Она остановилась и завистливым взглядом окинула Вареньку.

— Ты теперь belle femme[5], Варенька, полная и красивая… Конечно, ты счастливо провела эти два года… Тебе, может быть, непонятно то, о чём говорю. На твои плечи не опускался ни чей кулак, никто не бил тебя по лицу… У тебя всегда была и лучезарная действительность, и лучезарные надежды…

Нахмурившись, она продолжала:

— Родился ребёнок… здоровый и сильный, с громким криком… Вот тут опять явилось что-то, что привязало меня к жизни, как она ни была мерзка… Однако, дядя продолжал своё… По городу распространились самые гнусные басни… Какая-то добрая душа, защищая Колю, предположила, что ребёнок у меня мог быть… мало ли от кого! К этому прибавили кое-что… И таким образом сочувствие, какое могло выпасть на мою долю, было убито… Ко мне стала шляться жидовка, Любка… Я скоро поняла, какая у неё профессия. А когда, в слезах и горе, я рассказала дяде о своей безвыходности… и унизилась до того, что валялась у него в ногах… унизилась для ребёнка! — прося пощадить меня и не обращаться как с собакой… он остервенился, с какой-то странной свирепостью, и опять избил меня… Тут у меня испортилась грудь… Я стала кормить ребёнка козьим молоком, которого он не переваривал. Мало-помалу, он так высох, что когда я купала его, ручки его казались ниточками… Варенька, он умер!

Она замолчала. Её глаза наполнились слезами, блеснувшими на солнце.

— Ты кончила? — спросила Ракович растроганным голосом.

— Нет, — отвечала Кривцова, — не кончила…

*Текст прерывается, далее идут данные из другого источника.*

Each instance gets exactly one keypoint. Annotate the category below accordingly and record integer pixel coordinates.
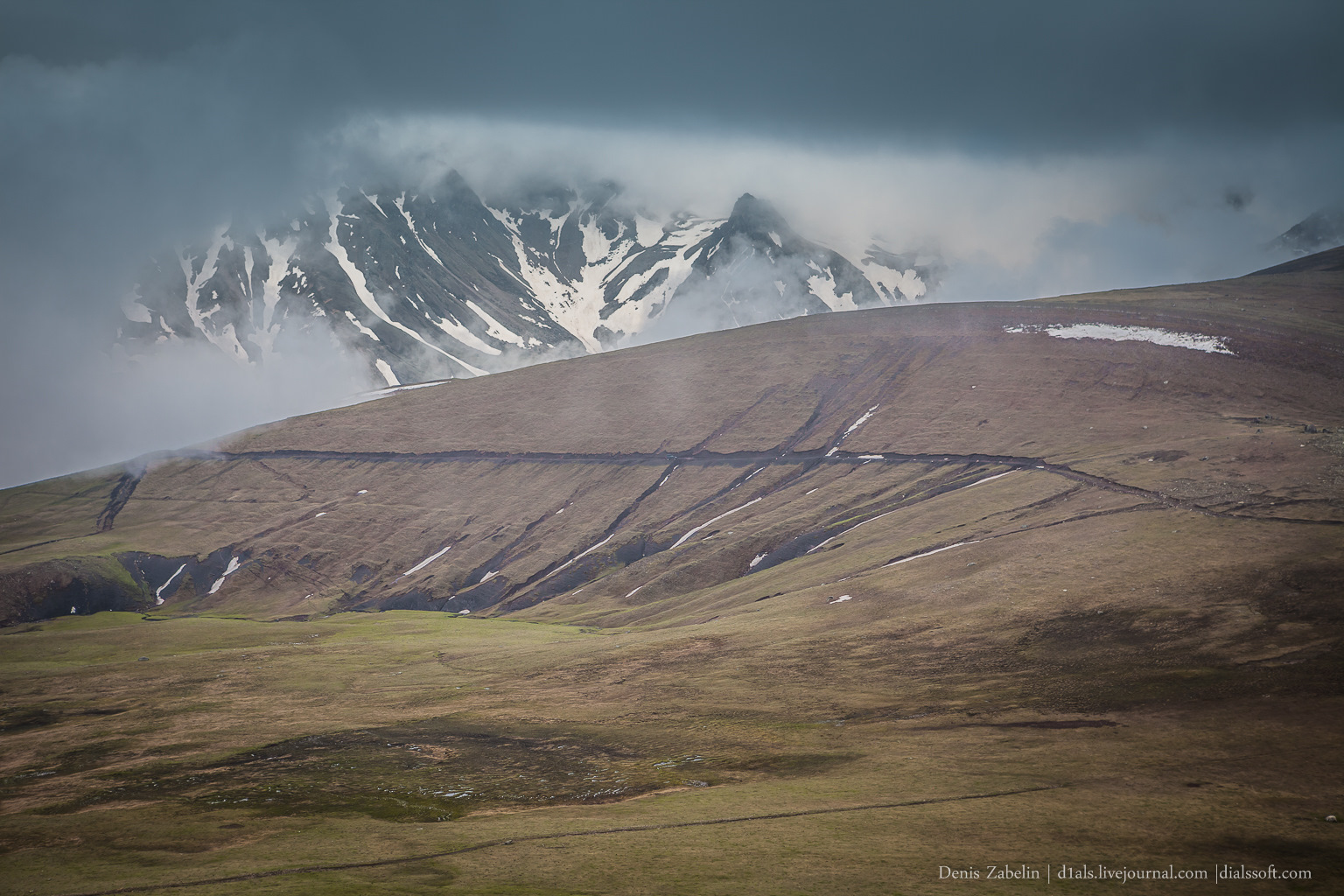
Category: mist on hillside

Она вынула платок и отёрла слёзы.

— Ещё не всё. Пожалуйста, не жалей меня!.. Это глупо… И странно… К тебе это не идёт… Да я и не затем это говорю… Лучше слушай! Заболел дядя… Он заболел параличом и неподвижно лежал на кровати целые недели и месяцы… Половина тела у него была холодная как у лягушки… он перестал говорить и объяснялся только глазами, которые странно блестели на мёртвом лице… Всё время я должна была ухаживать за ним… А за ним было трудно и противно ухаживать! Тут-то я обдумывала самые сложные планы мести… Конечно, месть назначалась не для дяди… Унизительно было бы мстить ему. Я хотела мстить Коле и тебе… Я знала, что у дяди есть двадцать тысяч… Они лежали в кожаных мешочках и газетных пакетах на дне большого комода… Я часто мечтала, что с этими деньгами я могла бы поехать хоть на край света и всюду отыскать вас и расквитаться с вами… Я ждала только смерти дяди, потому что не хотела быть воровкой, хоть и могла бы безнаказанно взять эти двадцать тысяч, а умирающего отправить в больницу… Но прежде чем мстить, надо было взвесить, насколько вы оба были виноваты… Кто больше и кто меньше… Когда дядя умер, этот вопрос с мучительной назойливостью стал преследовать меня… и однажды я пришла к заключению, что Коля совсем не виноват. Да, Варенька, он совсем не виноват! Это странный, милый человек, который может сделать подлость бессознательно, и на которого, строго говоря, нельзя сердиться… Я понимаю, почему его могут любить все… Коля может быть орудием в чьих угодно руках, и его можно легко подвинуть и на геройский подвиг, и на преступление… Нож, которым убивают, не виноват… Виноват человек… вот почему, Варенька, ты стала предметом моей особенной ненависти!.. Ты вдохновила Колю на подлое дело… Надеюсь, ты не станешь этого оспаривать… Ты заставила его бросить меня и, ценою моего горя и ценою жизни моего ребёнка, устроила себе счастливую обстановку… Варенька, неужели ты никогда в эти два года не чувствовала угрызений? Отвечай, Варенька!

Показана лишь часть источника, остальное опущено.